Johanna Graf is always so spot on! I agree with her completely so I have translated her post:
"Unfortunately I have to throw up...
...because this is one of the most tasteless things I have heard. A private children's hospital is opening at Sophiahemmet in Stockholm [where] children of parents who have paid into a private child insurance can receive care. In a web survey carried out by [the tabloid] Aftonbladet it is admittedly a majority who thinks it is wrong with privately financed [through insurance] children's healthcare, but alarmingly many who still think it is a good idea. Maybe they have fallen for the insidious talk that is always brought out when private care is the topic; "But, if more people pay for their care themselves, the pressure on the public health service will be relieved and it can work better".
But think one step further! What do you think happens to the private caretakers' willingness to pay for care they no longer need, or need less and less often?

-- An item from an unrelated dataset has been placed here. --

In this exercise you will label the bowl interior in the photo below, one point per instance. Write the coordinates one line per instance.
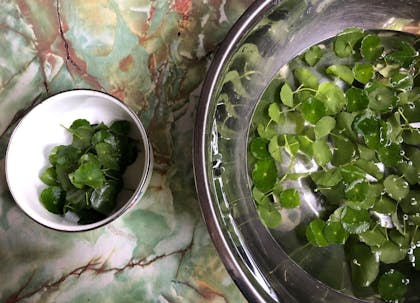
(269, 35)
(44, 127)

What happens with the strength of a tax system where some, often those who are less willing to pay, do not think that the quality of the service that they are getting for their money is good enough, och therefore join another [health] insurance system?
In the particular case with private children's hospitals one can also quietly ask oneself what will happen with children who are born sick and in all likelihood have not yet been - or would never be - granted a private insurance?

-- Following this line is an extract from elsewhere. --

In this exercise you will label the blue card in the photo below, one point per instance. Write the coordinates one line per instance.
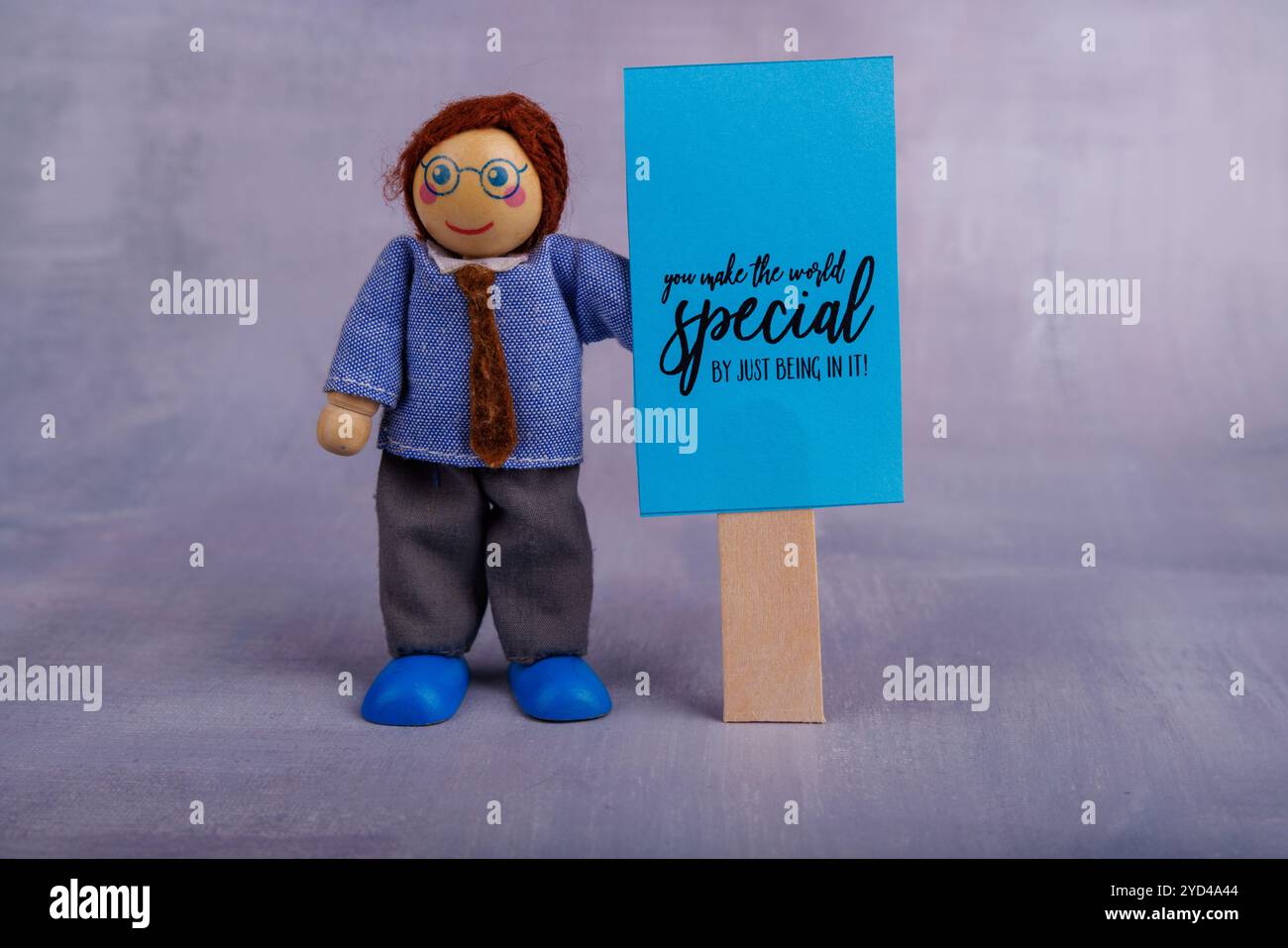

This with private children's insurances is already today a chapter to itself. My middle son gave the wrong answer during a hearing test at the children's health centre and is still to this day, at age 16, not granted a full child insurance with our insurance company. And I have heard a lot worse stories. NO to such a society!

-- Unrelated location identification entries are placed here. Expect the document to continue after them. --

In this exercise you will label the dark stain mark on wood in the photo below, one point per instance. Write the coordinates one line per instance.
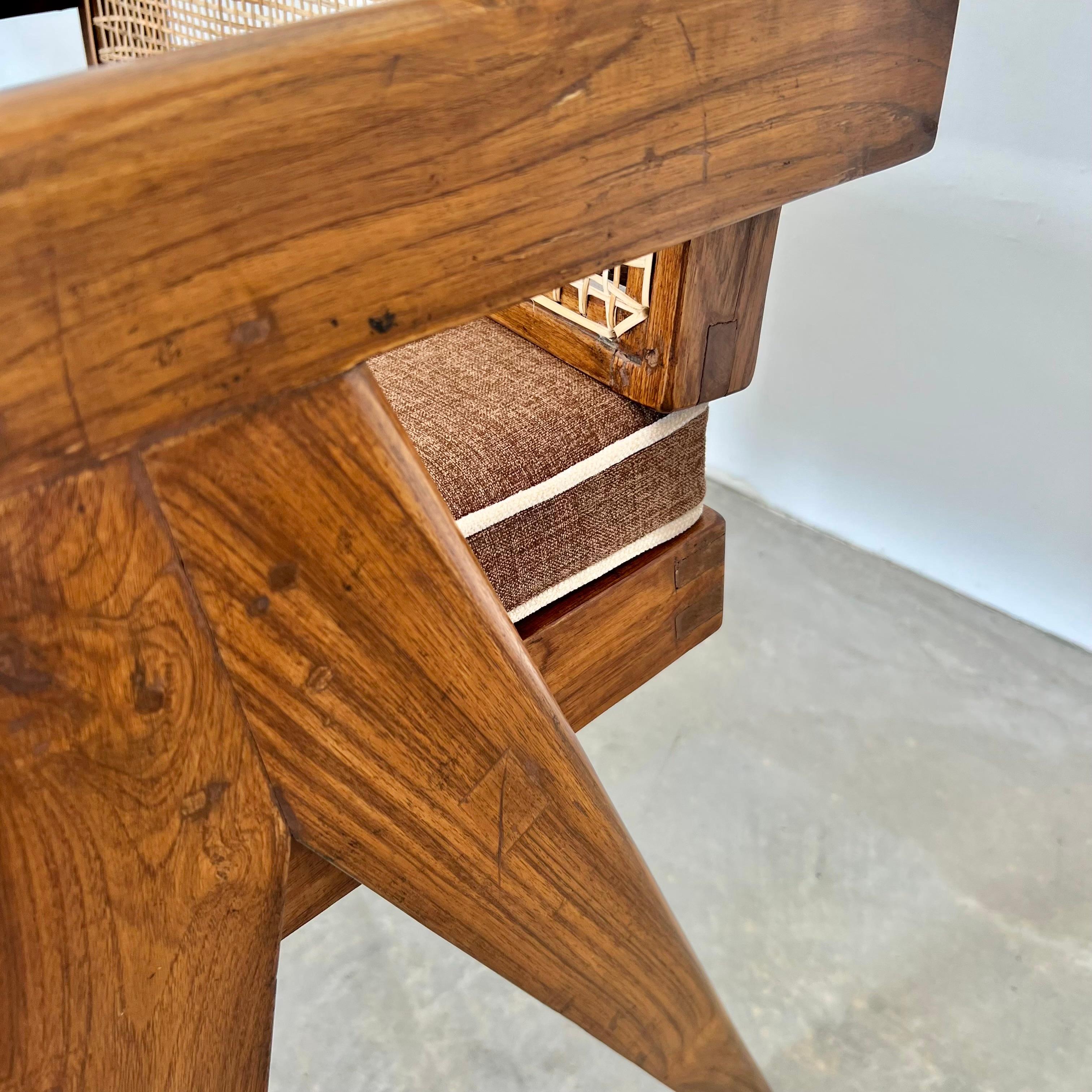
(198, 805)
(169, 353)
(148, 697)
(291, 819)
(253, 332)
(382, 324)
(18, 675)
(708, 606)
(283, 576)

In the long term one could ask why all of us together must pay for their expensive medical training if many doctors only devote themselves to help those who pay the most for their services?
To be very clear, so that no one goes mad now: What I'm criticising is NOT private care, but private insurances. (It is the same thing with the education system: It is not the free-standing schools that is the problem, it is the financing system that moves tax money around in an eternal moving merry-go-around that is very financially unsound.)
It makes me happy that it is not only Social Democrats who criticise these systems. Also the Swedish Association of Health Professionals is a warning voice: "The risk is that the cleavages in society increase, that those who cannot afford to pay receive worse care and that the public health service cannot be financed at the same level as today."
Less that three years to the election, but there are unfortunately a lot that can be destroyed before then."